Largest Sum

Let $\displaystyle \sum_{i=1}^3 x_i = X$ and $\displaystyle \sum_{j=1}^3 y_j =Y$

$X + Y = 2 + 3 + 5 + 7 + 11 + 13 = 41$

$\displaystyle \sum_{i=1}^3 \displaystyle \sum_{j=1}^3 x_i y_j = \displaystyle \sum_{i=1}^3 x_i \times \displaystyle \sum_{j=1}^3 y_j = X \times Y$

But $4XY = (X + Y)^2 - (X-Y)^2 \implies XY$ is maximized when $(X-Y)^2$ is minimum. $\implies (X-Y)^2 = 1$ ... (0 is Not possible as X, Y are integers adding up to 41)

This is achievable at $X = 20, Y =21$ or $X = 21, Y = 20$ (e.g. $x_i = 2, 7, 11, y_j = 3, 5, 13$ )

So ans. $20 \times 21 = \boxed{420}$

Let $x=x_1+x_2+x_3, y=y_1+y_2+y_3$ , then $x+y=2+3+5+7+11+13=41$ , and the sum in the problem is: $xy = \frac{1}{4}[(x+y)^2-(x-y)^2] = \frac{1}{4}[41^2 - (x-y)^2]$

To maximize $xy$ , $x$ and $y$ need to be as close as possible, so we can let $x=2+7+11=20$ and $y=3+5+13=21$ . Hence the largest value of the sum is $xy=420$ .
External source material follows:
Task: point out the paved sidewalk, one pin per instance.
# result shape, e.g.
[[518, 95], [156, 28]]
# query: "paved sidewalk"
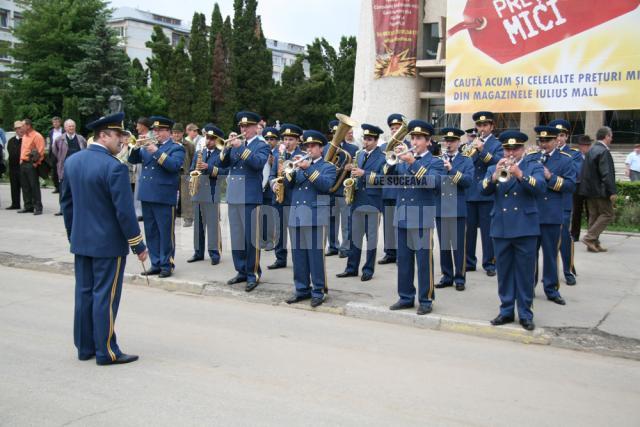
[[605, 301]]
The sum we are looking for is $\sum_{i=1}^3 (x_i y_1+x_i y_2+x_i y_3)=(x_1+x_2+x_3)(y_1+y_2+y_3)$ .

Now, notice that the sum $x_1+x_2+x_3+y_1+y_2+y_3=2+3+5+7+11+13=41$ . Let $x_1+x_2+x_3=a$ and $y_1+y_2+y_3=b$ .
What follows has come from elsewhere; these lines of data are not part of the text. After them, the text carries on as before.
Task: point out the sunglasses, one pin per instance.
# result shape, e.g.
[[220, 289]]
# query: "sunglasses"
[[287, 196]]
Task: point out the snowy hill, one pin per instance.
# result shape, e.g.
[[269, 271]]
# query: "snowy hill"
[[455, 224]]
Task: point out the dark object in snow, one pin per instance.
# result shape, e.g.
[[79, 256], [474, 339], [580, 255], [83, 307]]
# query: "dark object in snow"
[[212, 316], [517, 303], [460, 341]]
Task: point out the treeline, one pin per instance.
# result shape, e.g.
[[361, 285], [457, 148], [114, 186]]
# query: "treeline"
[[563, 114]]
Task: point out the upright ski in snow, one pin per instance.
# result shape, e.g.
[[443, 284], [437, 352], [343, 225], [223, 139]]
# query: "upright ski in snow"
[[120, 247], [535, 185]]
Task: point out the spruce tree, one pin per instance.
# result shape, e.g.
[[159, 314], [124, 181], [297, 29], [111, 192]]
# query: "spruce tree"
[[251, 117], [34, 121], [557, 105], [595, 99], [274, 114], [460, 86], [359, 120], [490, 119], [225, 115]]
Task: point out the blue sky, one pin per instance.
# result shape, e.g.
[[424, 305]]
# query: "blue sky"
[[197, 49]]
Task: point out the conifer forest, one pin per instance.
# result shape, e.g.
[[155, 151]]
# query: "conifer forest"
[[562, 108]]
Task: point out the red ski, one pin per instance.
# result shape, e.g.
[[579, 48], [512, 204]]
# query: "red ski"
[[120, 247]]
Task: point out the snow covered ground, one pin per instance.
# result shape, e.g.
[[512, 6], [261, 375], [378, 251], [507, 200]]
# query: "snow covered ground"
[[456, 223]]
We know that $a+b=41$ , and want to maximize $ab$ . The maximum occurs at $a=20, b=21$ , or vice versa*

To show that this is attainable, let $(x_1, x_2, x_3, y_1, y_2, y_3)=(2, 7, 11, 3, 5, 13)$ . It follows that $a=2+7+11=20$ and $b=3+5+13=21$ , so $ab=\boxed{420}$

*The maximum actually occurs at $(a, b)=(\frac{41}{2} , \frac{41}{2})$ , but $a, b$ must be integers. (Do you see why?)